Marcoh stared at the being sprawled across the library floor for a long time.
It didn’t look much different from the corpses rotting outside.
And he had decided.
The choice had been made the moment he’d seen it standing in the plaza, wearing his dead teammate’s face. Every step toward the library had only hardened that resolve. This thing was a parasite—nothing more than a mockery wearing a familiar face.
He pushed himself up from the chair. His joints screamed, but the exhaustion pulled back just enough to let him stand. For the first time in hours, his body listened.
Marcoh had never thought of himself as a good person.
Not now. Not before any of this.
For three days he had killed monsters, people, things in between. Crushed them with his bare hands. Watched his team die one by one while he stood there useless, too weak, too slow, or simply too human. What difference would one more corpse make? What was one more enemy pretending to be someone he cared about?
Yes. He was ready.
Ready to put down one last monster.
He stepped forward.
Then again.
Up close, it barely looked like Marina anymore. The resemblance had stretched thin, warped by whatever lived underneath. And then he saw it.
Resignation.
Not defiance. Not fear. Just quiet acceptance. He doubted it would even try to defend itself if he decided to end its life.
He’d seen that expression before. Too many times. On kids in the slums who had already given up, long before the world finished them off. It wasn’t practiced. It wasn’t borrowed from someone else’s memories.
It was real.
Not Marina’s feelings.
The creature’s.
For an instant, his sister’s face flashed through his mind—wearing that same dead look. His hands began to tremble. He stared down at them. Bloodstained. Shaking. When did they get so dirty?

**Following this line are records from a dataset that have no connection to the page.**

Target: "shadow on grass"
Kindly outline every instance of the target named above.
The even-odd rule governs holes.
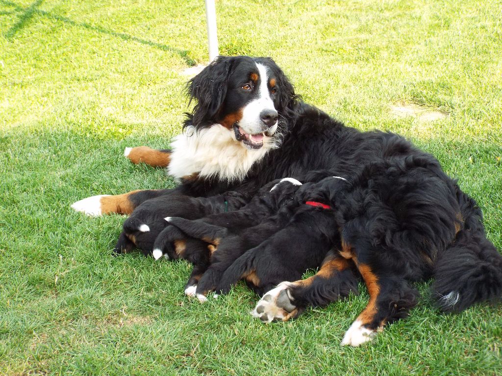
[[[180,57],[185,60],[185,62],[188,66],[191,67],[195,65],[197,63],[197,62],[188,56],[188,52],[186,50],[179,50],[178,49],[174,48],[166,45],[162,44],[162,43],[159,43],[158,42],[149,41],[147,39],[139,38],[137,37],[130,35],[129,34],[125,33],[118,33],[117,32],[113,31],[113,30],[110,30],[109,29],[106,29],[101,26],[92,25],[85,22],[75,22],[67,17],[63,17],[61,16],[58,16],[57,15],[54,15],[52,13],[50,13],[49,12],[37,9],[37,8],[40,5],[43,1],[43,0],[37,0],[32,3],[31,5],[27,8],[23,8],[20,7],[16,3],[6,1],[5,0],[0,0],[0,4],[14,8],[15,10],[17,12],[23,12],[22,14],[19,16],[18,21],[12,28],[8,30],[7,32],[5,34],[4,34],[4,36],[7,39],[12,40],[13,37],[14,37],[14,36],[16,35],[16,33],[26,26],[28,23],[31,20],[32,18],[33,17],[34,15],[38,15],[52,20],[55,20],[60,22],[64,23],[72,26],[83,28],[84,29],[86,29],[88,30],[91,30],[92,31],[97,32],[98,33],[101,33],[103,34],[107,34],[113,37],[119,38],[124,41],[133,41],[147,46],[155,47],[156,48],[158,48],[162,51],[169,51],[170,52],[177,54]],[[12,13],[13,12],[9,12],[9,13]],[[6,12],[6,13],[7,13]]]

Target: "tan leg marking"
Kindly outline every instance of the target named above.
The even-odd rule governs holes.
[[[127,157],[135,164],[143,162],[154,167],[167,167],[171,160],[171,153],[148,146],[138,146],[131,149]]]
[[[380,286],[378,283],[378,277],[371,271],[371,268],[366,265],[361,264],[357,265],[357,269],[362,277],[366,287],[368,289],[369,294],[369,300],[362,312],[357,316],[357,319],[359,320],[363,325],[369,324],[373,321],[376,314],[376,299],[380,294]]]
[[[133,191],[122,195],[103,196],[99,200],[102,214],[131,214],[135,207],[129,200],[129,196],[140,191],[141,190]]]

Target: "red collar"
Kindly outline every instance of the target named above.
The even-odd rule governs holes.
[[[317,201],[307,201],[305,203],[307,205],[310,205],[311,206],[315,206],[316,208],[322,208],[323,209],[330,209],[331,207],[329,205],[326,205],[325,204],[322,204],[322,203],[318,203]]]

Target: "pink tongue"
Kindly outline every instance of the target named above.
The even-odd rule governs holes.
[[[263,134],[250,134],[249,138],[254,143],[260,143],[263,142]]]

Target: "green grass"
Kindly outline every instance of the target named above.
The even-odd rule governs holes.
[[[306,100],[398,132],[478,202],[502,249],[502,7],[498,1],[216,2],[223,54],[271,56]],[[0,0],[0,374],[502,374],[502,308],[411,317],[340,346],[361,294],[266,325],[243,286],[200,305],[183,262],[112,258],[124,217],[87,196],[172,186],[126,146],[162,147],[205,62],[203,2]],[[390,106],[448,112],[420,123]]]

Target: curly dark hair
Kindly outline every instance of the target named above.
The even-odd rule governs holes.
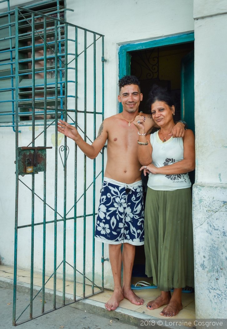
[[[167,88],[163,88],[157,85],[153,85],[149,93],[147,104],[150,110],[151,106],[157,101],[165,102],[170,107],[175,105],[174,102]]]
[[[136,85],[140,90],[139,80],[134,75],[125,75],[119,80],[118,82],[120,90],[122,87],[128,85]]]

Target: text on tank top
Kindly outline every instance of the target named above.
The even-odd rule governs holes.
[[[184,159],[184,146],[182,138],[172,137],[163,143],[159,138],[158,131],[151,134],[152,146],[152,163],[159,168],[172,164]],[[174,191],[190,187],[191,184],[188,173],[176,175],[149,174],[147,186],[152,190]]]

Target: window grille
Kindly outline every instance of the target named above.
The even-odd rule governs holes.
[[[73,286],[72,302],[103,290],[104,263],[108,259],[104,257],[103,243],[95,245],[94,233],[104,147],[91,160],[65,136],[60,136],[59,144],[62,134],[58,133],[57,122],[61,118],[74,125],[89,143],[95,139],[104,119],[105,60],[104,36],[67,22],[61,13],[73,11],[61,8],[59,0],[36,4],[34,9],[40,11],[34,11],[33,6],[30,9],[31,5],[10,9],[9,1],[8,11],[0,14],[0,19],[8,19],[0,28],[8,29],[8,36],[0,39],[0,55],[10,56],[2,59],[8,61],[2,63],[5,82],[0,92],[2,97],[8,95],[0,101],[12,108],[3,107],[0,116],[12,119],[0,123],[0,128],[12,127],[15,132],[15,326],[65,305],[67,280]],[[40,126],[37,132],[36,126]],[[27,171],[28,164],[32,171]],[[37,236],[41,239],[38,245]],[[30,299],[22,310],[16,307],[17,271],[18,266],[24,268],[25,255],[31,268]],[[38,292],[33,290],[36,269],[36,274],[40,270],[42,273]],[[60,302],[58,278],[63,283]],[[52,280],[50,309],[45,301],[46,285]],[[39,294],[42,302],[37,315],[33,303]]]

Even with an empty stomach he wanted to puke. Wanted to throw away the poison eating him from inside.
What the hell was he doing?
Deciding who deserved to die—when had that become his role?
The realization hit him like cold water.
This city had dragged him into it. The fog. The tower. The constant killing. Step by step, it had turned survival into instinct and instinct into cruelty. And he had almost let it finish the job.
Like waking from a nightmare mid-scream, Marcoh came back to himself.
He nearly let this shithole win.
“…Get up,” he said.
The words felt strange in his mouth.
The creature hesitated, as if it hadn’t understood. Then, slowly, clumsily, it pushed itself upright. Its movements were unsure—like someone relearning how to exist inside their own body.
Tears streamed down its face without it seeming to know why.
Marcoh looked at her.
Not Marina.
Not a monster.
Just a kid.
A horribly, impossibly fucked-up kid he had almost killed.
A memory surfaced—himself, far too young, raising his sister. Questions he’d never known how to answer. Where’s mom? Where’s dad? And like the idiot he still apparently was, he’d always done the same thing.
He reached out and patted her head.
Awkward. Gentle. A lie wrapped in warmth.
“It’ll be okay,” he said, empty words not even a kid would believe..
“That doesn’t help,” she whispered.
“I know,” Marcoh replied.
And when he realized that he was doing it again he put his hand back quickly. Dirt and blood had stained her hair now. Dust clung to her dress.
Good.
She looked less untouched.
More real.
Wordlessly. He gathered the small stack of books she’d chosen and headed for the door. Another unsure set of footsteps behind him. Sunlight poured in, harsh and blinding. For the first time since he’d arrived, he welcomed it.
“I’m not calling you Marina” he said.
“…okay” she replied quietly. “I don’t feel like calling myself that either.”
The strong light swallowed her expression, leaving only the silhouette of a stranger beside him.
Against the will of the gods, two souls still managed to leave Prehevil alive.